Chris came home from his first 45 minute Alexander Technique lesson a week later a different person. He was more decisive about where his body was going. He threw off the gloom that had been dogging him and became practically ebullient in his expressed enthusiasms. He was back on track, or so it seemed, for a few days. He rejoined the choir, signed himself up for another credit course at university and was beginning to establish a better sense of what he was doing in a room. This newfound enthusiasm lasted about a week and then, boom, he began to become unglued again.

When I walked through the door at night would I get the lady or the tiger? Sometimes I came home and Chris seemed more or less together and sometimes I came home and he would be staring off into space and showing the old hesitancy. Over the course of the next couple of weeks I noticed that his speaking voice dropped an octave or two. I shrugged off this weird new development as just another possible effect of the Alexander Technique and probably a good thing, but I wasn’t sure why I thought so. It may have something to do with my perception that lower toned voices signal confidence.

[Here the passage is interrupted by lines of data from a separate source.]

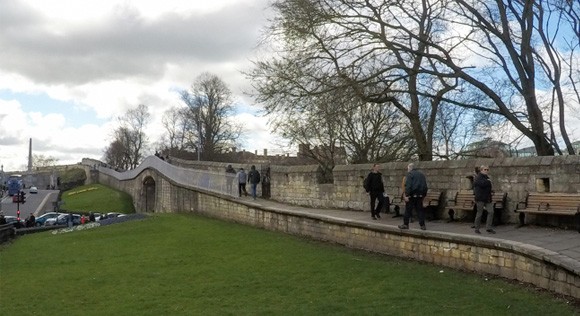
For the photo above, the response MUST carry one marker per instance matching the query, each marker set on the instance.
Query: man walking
(242, 178)
(415, 192)
(376, 189)
(254, 179)
(482, 189)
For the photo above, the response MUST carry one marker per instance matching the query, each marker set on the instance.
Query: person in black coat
(376, 189)
(483, 190)
(415, 192)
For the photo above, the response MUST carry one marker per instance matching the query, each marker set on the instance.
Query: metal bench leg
(451, 215)
(397, 211)
(522, 219)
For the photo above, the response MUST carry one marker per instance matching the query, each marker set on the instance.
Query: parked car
(14, 221)
(109, 215)
(62, 219)
(40, 221)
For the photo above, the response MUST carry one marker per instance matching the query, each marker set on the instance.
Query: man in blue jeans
(254, 179)
(482, 189)
(415, 192)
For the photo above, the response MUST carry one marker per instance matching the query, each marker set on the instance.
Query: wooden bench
(431, 200)
(559, 204)
(465, 201)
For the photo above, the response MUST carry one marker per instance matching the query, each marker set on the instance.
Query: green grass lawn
(177, 264)
(97, 198)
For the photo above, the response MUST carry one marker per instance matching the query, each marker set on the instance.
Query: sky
(69, 69)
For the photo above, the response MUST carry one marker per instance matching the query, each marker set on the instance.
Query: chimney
(30, 155)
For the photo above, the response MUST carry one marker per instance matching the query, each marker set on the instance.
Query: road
(38, 203)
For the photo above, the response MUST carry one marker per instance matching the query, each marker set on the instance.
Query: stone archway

He appeared to be going through a somewhat manic phase, immediately signing up for a fresh course so quickly after dropping the other two, speaking more quickly and interrupting Ian and me with emphatic but off-base observations. One can only imagine what his classroom performance was like. I began to fear that he would have to drop the credit course he had only recently started. After discovering that he blew through his monthly allowance in one week, we began to dole it out to him in smaller amounts. The bipolar Chris was new to us.

Then his holistic psychiatrist phoned. “I have it!, she announced. “I think I can explain why Chris has been having problems recently.” She had stopped prescribing a certain amino acid supplement since August, believing that Chris no longer needed it. However, she had come to learn that it was important for her patients to continue this supplement for longer periods in order to bring the elevated dopamine levels within a normal range. What Chris had been going through was called protracted withdrawal.

Her muscle testing revealed that Chris’s dopamine levels were elevated in his glands and in the central nervous system. As the dopamine system is affected by the serotonin system she recommended an essential amino acid which synthesizes serotonin and niacin. We endured two more weeks of Chris’s quirky behavior before the needed product arrived in the mail. The change in Chris after only a few days on the added supplements was astonishing. He was able to sit with us at night and converse in a normal way, not from two rooms away. His sense of humor and playfulness came back.

This again reminded me again of the importance of getting the biochemistry right. I had been focusing of late on Chris’s problems as psycho/spiritual in origin, and had been discounting the importance of the biochemistry behind his actions. Once I began to appreciate that extra supplementation could indeed help him regain normal, I felt better and more optimistic about his immediate prospects than I had in a long time.

The second thing I learned is exactly the opposite of the first, meaning that if I thought that Chris’s problems were just a matter of getting the biochemistry right, then I would miss the importance of what I have earlier in this blog called the X-factor in schizophrenia. This is a most confounding, unpredictable condition. If you think you know it, you do not. It is also a chicken and egg thing. Does the biochemical imbalance come first, thereby causing mental trauma, or does the mental trauma come first, thereby causing biochemical imbalance? The wisest course of healing action is to keep an open mind and not place all your eggs in one basket.